这套计策,曹老板肯定早就想好了,有正确答案在历史车轮上刻着,自己不过是复述一遍,装个高人罢了。
然而,他面前的曹操和郭嘉,内心早已是翻江倒海。
这叫猜?
这计策,分明就是昨日,在司空府议事厅里,由荀攸、贾诩两位顶级谋主合力推出,最后由他曹操亲自拍板定下的详细方略!
从佯攻延津,到分兵奇袭,每一个环节,每一个细节,都一模一样!
甚至有些细节,更加完善,讲的更加透彻!
林阳看“孟良”那副被唬得一愣一愣的模样,心中更是得意。
“子德兄,这等计策,听起来虽然有些冒险,但却是最符合司空用兵之习惯。他素来善出奇兵,不拘泥于常理。而且,这计策又能最大限度地利用我军兵力不足的劣势,化劣势为优势。除了此计,还能有更好的吗?”
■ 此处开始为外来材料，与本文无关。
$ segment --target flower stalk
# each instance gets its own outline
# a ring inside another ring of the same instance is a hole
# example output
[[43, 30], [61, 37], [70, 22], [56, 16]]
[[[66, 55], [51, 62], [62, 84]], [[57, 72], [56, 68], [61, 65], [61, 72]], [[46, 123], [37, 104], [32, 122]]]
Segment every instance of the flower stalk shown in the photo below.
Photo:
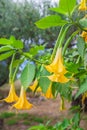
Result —
[[53, 61], [54, 57], [55, 57], [55, 54], [56, 54], [56, 51], [57, 51], [57, 48], [61, 48], [62, 47], [62, 44], [64, 42], [64, 39], [65, 39], [65, 36], [66, 36], [66, 33], [69, 29], [69, 27], [71, 25], [68, 25], [66, 28], [65, 28], [66, 25], [64, 25], [61, 30], [60, 30], [60, 33], [58, 35], [58, 38], [57, 38], [57, 41], [56, 41], [56, 44], [54, 46], [54, 49], [53, 49], [53, 53], [52, 53], [52, 56], [51, 56], [51, 61]]
[[15, 53], [12, 56], [11, 64], [9, 66], [9, 83], [13, 82], [12, 75], [13, 75], [13, 62], [14, 62], [14, 58], [15, 58]]
[[73, 39], [73, 37], [75, 37], [77, 34], [79, 33], [79, 30], [75, 31], [74, 33], [72, 33], [72, 35], [67, 39], [64, 47], [63, 47], [63, 52], [62, 52], [62, 55], [65, 54], [65, 51], [68, 47], [68, 45], [70, 44], [71, 40]]

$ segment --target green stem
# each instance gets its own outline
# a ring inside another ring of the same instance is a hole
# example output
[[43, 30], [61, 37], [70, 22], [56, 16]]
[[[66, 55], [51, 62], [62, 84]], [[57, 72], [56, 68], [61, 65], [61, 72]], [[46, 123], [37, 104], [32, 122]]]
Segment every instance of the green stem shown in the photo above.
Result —
[[64, 31], [64, 27], [65, 27], [65, 25], [61, 27], [61, 30], [60, 30], [60, 32], [58, 34], [58, 37], [57, 37], [57, 40], [56, 40], [56, 44], [54, 46], [53, 53], [52, 53], [52, 56], [51, 56], [51, 60], [53, 60], [53, 58], [55, 56], [55, 53], [56, 53], [56, 50], [57, 50], [58, 44], [59, 44], [59, 39], [61, 38], [61, 35], [62, 35], [63, 31]]
[[62, 108], [62, 110], [65, 109], [64, 97], [63, 96], [61, 96], [61, 108]]
[[15, 58], [15, 54], [13, 54], [11, 64], [9, 66], [9, 83], [12, 82], [12, 74], [13, 74], [13, 72], [12, 72], [13, 67], [12, 66], [13, 66], [14, 58]]
[[64, 45], [64, 48], [63, 48], [63, 55], [65, 54], [65, 51], [66, 51], [66, 48], [68, 47], [68, 45], [70, 44], [70, 41], [72, 40], [73, 37], [76, 36], [76, 34], [78, 34], [79, 30], [75, 31], [69, 38], [68, 40], [66, 41], [65, 45]]
[[12, 76], [12, 82], [15, 80], [16, 73], [17, 73], [17, 71], [18, 71], [18, 68], [19, 68], [19, 64], [17, 65], [17, 67], [16, 67], [16, 69], [15, 69], [15, 71], [14, 71], [14, 74], [13, 74], [13, 76]]
[[66, 25], [64, 25], [61, 28], [60, 33], [59, 33], [58, 38], [57, 38], [57, 41], [56, 41], [56, 44], [55, 44], [54, 49], [53, 49], [51, 60], [54, 59], [54, 56], [55, 56], [56, 51], [57, 51], [57, 48], [58, 47], [60, 48], [62, 46], [62, 44], [63, 44], [63, 42], [65, 40], [66, 33], [67, 33], [67, 31], [68, 31], [68, 29], [69, 29], [70, 26], [71, 26], [71, 24], [68, 24], [67, 27], [66, 27]]
[[76, 60], [76, 64], [78, 64], [79, 63], [79, 60], [80, 60], [80, 56], [78, 56], [78, 58], [77, 58], [77, 60]]
[[46, 62], [41, 62], [41, 61], [39, 61], [39, 60], [36, 60], [36, 59], [34, 59], [33, 57], [31, 57], [31, 56], [29, 56], [29, 55], [27, 55], [26, 53], [21, 53], [23, 56], [25, 56], [26, 58], [29, 58], [29, 59], [31, 59], [31, 60], [33, 60], [33, 61], [35, 61], [35, 62], [37, 62], [37, 63], [39, 63], [39, 64], [46, 64], [48, 61], [46, 61]]
[[69, 29], [70, 26], [71, 26], [71, 24], [69, 24], [69, 25], [65, 28], [65, 30], [64, 30], [64, 32], [63, 32], [63, 34], [62, 34], [62, 36], [61, 36], [61, 39], [60, 39], [60, 43], [59, 43], [59, 46], [58, 46], [59, 48], [62, 47], [63, 42], [64, 42], [64, 40], [65, 40], [66, 33], [67, 33], [67, 31], [68, 31], [68, 29]]

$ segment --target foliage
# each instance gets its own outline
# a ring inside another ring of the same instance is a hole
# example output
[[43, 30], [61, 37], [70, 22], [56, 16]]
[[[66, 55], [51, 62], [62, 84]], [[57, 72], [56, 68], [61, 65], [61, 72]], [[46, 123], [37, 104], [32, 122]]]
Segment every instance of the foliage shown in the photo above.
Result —
[[58, 122], [54, 126], [49, 126], [49, 124], [40, 124], [37, 126], [32, 126], [28, 130], [83, 130], [79, 127], [80, 115], [77, 113], [71, 119], [64, 119], [62, 122]]

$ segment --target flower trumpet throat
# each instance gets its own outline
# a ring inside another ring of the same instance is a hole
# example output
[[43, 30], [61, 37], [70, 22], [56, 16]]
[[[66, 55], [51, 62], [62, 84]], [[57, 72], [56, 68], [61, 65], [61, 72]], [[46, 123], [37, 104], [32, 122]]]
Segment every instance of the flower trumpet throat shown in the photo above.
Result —
[[70, 80], [65, 77], [67, 70], [65, 69], [65, 66], [63, 65], [62, 48], [57, 49], [53, 62], [50, 65], [45, 66], [45, 68], [50, 73], [53, 73], [51, 76], [47, 76], [53, 82], [65, 83]]
[[15, 87], [13, 83], [11, 84], [8, 96], [3, 100], [7, 103], [12, 103], [18, 100], [18, 96], [16, 95]]
[[86, 0], [81, 0], [79, 10], [86, 11], [87, 10], [86, 3], [87, 3]]
[[12, 106], [19, 110], [31, 109], [32, 104], [28, 102], [26, 98], [26, 91], [23, 87], [21, 87], [20, 97], [18, 101]]
[[35, 79], [35, 81], [33, 82], [33, 84], [29, 86], [29, 88], [30, 88], [33, 92], [34, 92], [35, 90], [36, 90], [36, 92], [41, 92], [41, 88], [40, 88], [40, 87], [38, 87], [38, 88], [36, 89], [37, 85], [38, 85], [38, 80]]

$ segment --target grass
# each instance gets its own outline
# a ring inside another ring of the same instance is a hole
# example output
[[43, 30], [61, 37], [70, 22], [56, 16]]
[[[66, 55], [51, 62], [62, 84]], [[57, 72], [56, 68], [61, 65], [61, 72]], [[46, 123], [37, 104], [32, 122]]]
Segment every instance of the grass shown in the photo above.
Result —
[[38, 123], [44, 123], [44, 119], [42, 119], [41, 117], [35, 117], [33, 121], [38, 122]]
[[0, 118], [4, 119], [5, 125], [17, 125], [22, 123], [25, 126], [32, 126], [34, 124], [46, 123], [47, 117], [39, 117], [36, 115], [30, 115], [28, 113], [3, 112], [0, 113]]
[[16, 119], [7, 120], [6, 124], [7, 125], [15, 125], [15, 124], [17, 124], [17, 120]]
[[28, 119], [29, 114], [28, 113], [19, 113], [16, 115], [19, 119]]
[[15, 116], [15, 113], [12, 112], [3, 112], [0, 114], [0, 118], [5, 119], [5, 118], [10, 118]]
[[23, 124], [24, 124], [24, 125], [31, 125], [31, 122], [28, 121], [28, 120], [24, 120], [24, 121], [23, 121]]

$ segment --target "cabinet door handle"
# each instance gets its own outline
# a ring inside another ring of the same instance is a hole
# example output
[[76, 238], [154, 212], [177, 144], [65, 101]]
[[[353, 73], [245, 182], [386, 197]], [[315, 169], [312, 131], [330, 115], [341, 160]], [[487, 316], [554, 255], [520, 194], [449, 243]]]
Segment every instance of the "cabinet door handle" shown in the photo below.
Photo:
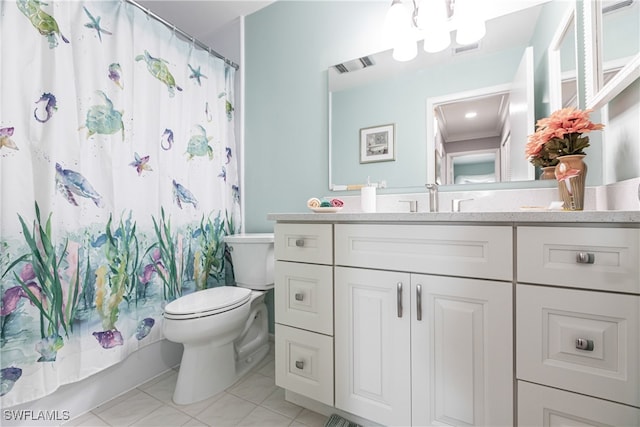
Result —
[[416, 285], [416, 319], [422, 320], [422, 285]]
[[578, 252], [576, 262], [578, 264], [593, 264], [596, 260], [595, 254], [589, 252]]
[[304, 369], [304, 360], [296, 360], [296, 368]]
[[304, 239], [296, 239], [296, 246], [301, 248], [304, 246]]
[[397, 299], [398, 299], [398, 317], [402, 317], [402, 282], [398, 282], [396, 285]]
[[593, 351], [593, 340], [576, 338], [576, 348], [578, 350]]
[[301, 293], [297, 293], [295, 295], [296, 301], [303, 301], [304, 300], [304, 294]]

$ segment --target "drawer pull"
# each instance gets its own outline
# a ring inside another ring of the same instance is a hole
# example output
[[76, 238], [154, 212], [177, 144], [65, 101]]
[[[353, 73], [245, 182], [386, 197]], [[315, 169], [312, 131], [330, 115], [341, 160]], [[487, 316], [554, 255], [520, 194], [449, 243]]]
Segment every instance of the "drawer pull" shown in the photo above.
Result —
[[402, 282], [398, 282], [396, 285], [398, 299], [398, 317], [402, 317]]
[[301, 248], [304, 246], [304, 239], [296, 239], [296, 246]]
[[593, 351], [593, 340], [576, 338], [576, 348], [578, 350]]
[[296, 360], [296, 368], [304, 369], [304, 360]]
[[304, 301], [304, 294], [296, 294], [295, 295], [296, 301]]
[[416, 319], [422, 320], [422, 285], [416, 285], [416, 311]]
[[593, 264], [596, 260], [596, 256], [589, 252], [578, 252], [576, 255], [576, 262], [578, 264]]

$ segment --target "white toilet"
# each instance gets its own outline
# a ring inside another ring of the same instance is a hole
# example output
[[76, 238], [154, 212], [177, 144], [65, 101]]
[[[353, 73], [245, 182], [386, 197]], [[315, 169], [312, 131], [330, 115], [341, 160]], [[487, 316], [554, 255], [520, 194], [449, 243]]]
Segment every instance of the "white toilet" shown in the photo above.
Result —
[[226, 236], [237, 286], [193, 292], [164, 309], [162, 330], [184, 345], [175, 403], [223, 391], [269, 352], [265, 294], [273, 288], [273, 234]]

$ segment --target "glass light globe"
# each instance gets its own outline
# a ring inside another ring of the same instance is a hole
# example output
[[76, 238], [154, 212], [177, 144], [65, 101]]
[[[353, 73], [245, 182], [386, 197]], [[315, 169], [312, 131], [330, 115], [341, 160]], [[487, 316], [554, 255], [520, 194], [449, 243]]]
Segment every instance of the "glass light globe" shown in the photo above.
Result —
[[402, 34], [411, 27], [411, 14], [400, 0], [394, 0], [387, 11], [384, 21], [384, 32], [386, 38], [392, 45], [401, 43]]
[[445, 50], [451, 44], [451, 35], [446, 29], [426, 30], [423, 48], [425, 52], [436, 53]]
[[396, 61], [411, 61], [418, 55], [418, 45], [414, 40], [406, 38], [393, 48], [393, 59]]

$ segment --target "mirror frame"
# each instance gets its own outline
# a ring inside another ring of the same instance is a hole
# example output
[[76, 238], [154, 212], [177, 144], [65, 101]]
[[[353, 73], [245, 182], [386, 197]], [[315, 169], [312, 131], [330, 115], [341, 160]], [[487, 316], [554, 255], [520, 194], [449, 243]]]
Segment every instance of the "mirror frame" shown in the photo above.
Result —
[[[454, 162], [456, 157], [468, 156], [469, 154], [493, 154], [493, 175], [495, 177], [494, 182], [500, 182], [502, 177], [501, 170], [501, 158], [500, 158], [500, 149], [499, 148], [486, 148], [484, 150], [475, 150], [475, 151], [458, 151], [455, 153], [447, 153], [446, 155], [446, 163], [447, 163], [447, 179], [443, 185], [458, 185], [455, 182], [455, 173], [454, 173]], [[453, 182], [452, 182], [453, 181]], [[480, 183], [485, 184], [485, 183]]]
[[[560, 49], [565, 35], [570, 29], [573, 21], [574, 40], [578, 40], [578, 28], [576, 23], [576, 6], [573, 4], [562, 17], [560, 26], [551, 40], [548, 50], [549, 60], [549, 107], [551, 111], [563, 108], [562, 105], [562, 57]], [[574, 62], [576, 64], [576, 86], [580, 76], [578, 75], [578, 46], [574, 46]], [[576, 103], [579, 106], [581, 102], [580, 90], [576, 87]]]
[[603, 84], [602, 2], [584, 3], [586, 107], [598, 110], [640, 77], [640, 53]]

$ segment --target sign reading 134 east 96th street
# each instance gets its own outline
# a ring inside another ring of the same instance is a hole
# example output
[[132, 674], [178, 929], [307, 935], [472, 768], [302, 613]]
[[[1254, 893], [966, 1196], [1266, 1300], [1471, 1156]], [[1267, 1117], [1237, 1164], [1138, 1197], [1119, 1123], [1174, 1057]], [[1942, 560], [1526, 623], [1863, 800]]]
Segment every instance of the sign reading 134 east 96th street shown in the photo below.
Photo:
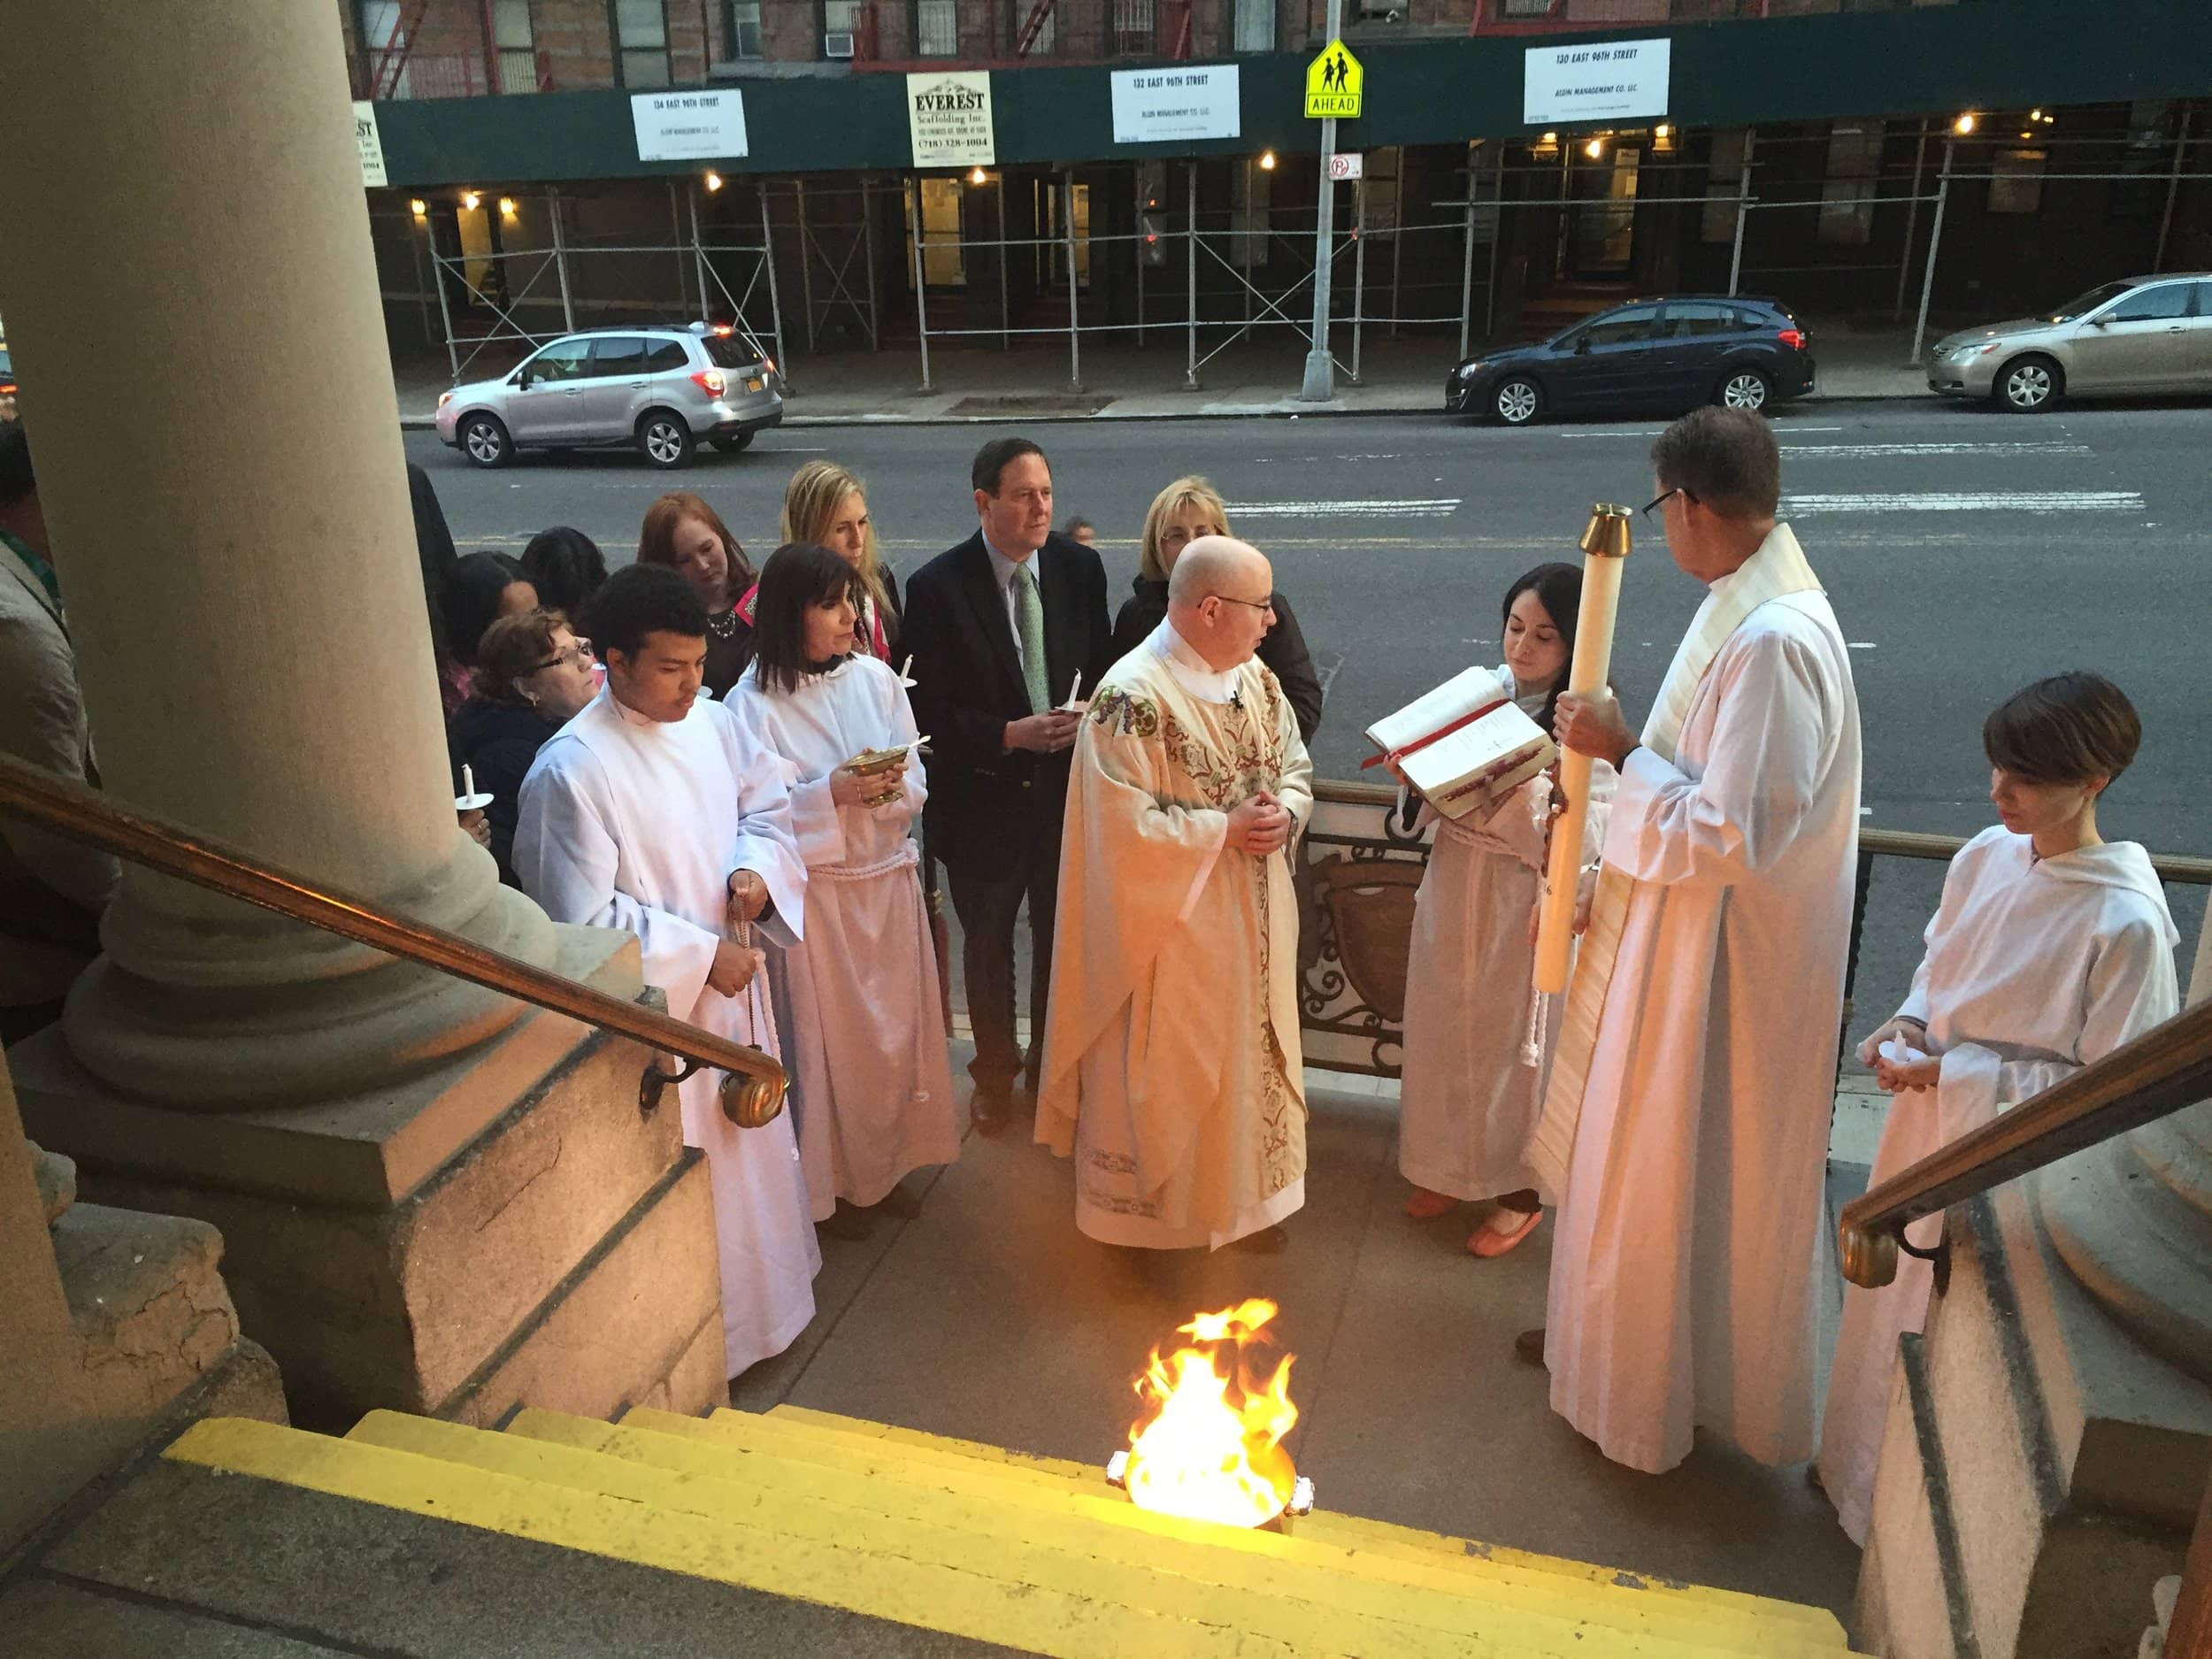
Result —
[[996, 165], [989, 73], [957, 69], [907, 76], [906, 131], [918, 167]]
[[1234, 64], [1115, 70], [1114, 142], [1237, 137], [1243, 121], [1237, 81]]
[[1523, 59], [1521, 119], [1531, 127], [1667, 112], [1671, 41], [1532, 46]]
[[1331, 41], [1306, 65], [1307, 119], [1356, 121], [1366, 90], [1367, 71], [1359, 59], [1344, 50], [1342, 41]]
[[745, 98], [726, 92], [637, 92], [630, 96], [640, 161], [719, 161], [745, 154]]

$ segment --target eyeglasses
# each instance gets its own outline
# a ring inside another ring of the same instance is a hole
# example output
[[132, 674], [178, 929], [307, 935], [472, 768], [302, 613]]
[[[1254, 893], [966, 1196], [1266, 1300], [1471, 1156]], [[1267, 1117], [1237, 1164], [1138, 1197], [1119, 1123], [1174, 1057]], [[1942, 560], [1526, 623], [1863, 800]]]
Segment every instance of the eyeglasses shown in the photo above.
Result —
[[1655, 509], [1665, 506], [1668, 501], [1676, 495], [1681, 496], [1684, 501], [1694, 502], [1697, 499], [1697, 497], [1691, 495], [1688, 490], [1684, 489], [1679, 484], [1678, 484], [1672, 489], [1668, 490], [1664, 495], [1660, 495], [1655, 500], [1646, 503], [1641, 509], [1644, 517], [1648, 519]]
[[1265, 599], [1239, 599], [1232, 594], [1209, 594], [1207, 597], [1218, 599], [1225, 604], [1249, 605], [1255, 611], [1272, 611], [1275, 608], [1275, 598], [1271, 594]]
[[530, 672], [534, 674], [541, 672], [543, 670], [548, 668], [565, 668], [571, 663], [588, 663], [591, 660], [591, 641], [589, 640], [578, 640], [574, 644], [571, 645], [568, 649], [565, 651], [554, 652], [552, 656], [547, 657], [543, 662], [540, 663], [536, 668], [532, 669]]

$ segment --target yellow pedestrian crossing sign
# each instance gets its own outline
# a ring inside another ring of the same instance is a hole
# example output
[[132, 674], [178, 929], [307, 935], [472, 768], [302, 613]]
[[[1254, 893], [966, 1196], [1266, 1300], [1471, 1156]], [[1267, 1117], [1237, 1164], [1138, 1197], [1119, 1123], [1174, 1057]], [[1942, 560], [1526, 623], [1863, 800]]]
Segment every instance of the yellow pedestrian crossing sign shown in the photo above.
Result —
[[1359, 119], [1360, 93], [1367, 71], [1358, 58], [1344, 50], [1342, 41], [1331, 41], [1321, 56], [1306, 65], [1306, 113], [1313, 119], [1333, 116], [1340, 121]]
他顿了顿,又道:“再说了,司空乃是雄主,他既然要出兵,那必然是已经有了万全之策。我这不过是些胡乱猜测,你听听也就罢了,切莫当真。”
他这话说得是实实在在,毕竟自己也就是抄个正确答案而已。
然后在这酒桌上,跟自己两个老大哥闲扯一下,吹吹牛批罢了。
可这话落在曹操和郭嘉耳朵里,却又成了“高人故作谦逊”的托词。
“澹之高见,为兄佩服!”曹操深吸一口气,平复下内心波澜。
“那澹之以为,此番奇袭白马,当派何人为先锋,方可一战而定?”郭嘉见火候已到,抛出了最后一个,也是最关键的一个问题。
林阳闻言,呵呵一笑。
“那颜良乃袁绍麾下名将,勇冠三军。要对付此等猛将,先锋人选,必须具备万夫不当之勇,更要有一击必杀之能。”林阳放下酒杯,语气沉稳,“我观司空帐下,能担此任者,唯有一人。”
他看着曹操,缓缓吐出两个字。
“关羽关云长。”
“云长?不可不可!”曹操头摇的跟拨浪鼓一样,“那关云长曾言,立功报恩即走,如此一来,岂非是给他立功的机会?”
“哈哈,”林阳摇摇头,“兄长此言差矣。”
“司空帐下猛将虽也如云,但是能于万军之中取颜良首级者,只关羽一人。”
“此战,若不能一战而定,那颜良势必会想袁绍求救,待袁绍反应过来,派兵支援,岂不是要糟?”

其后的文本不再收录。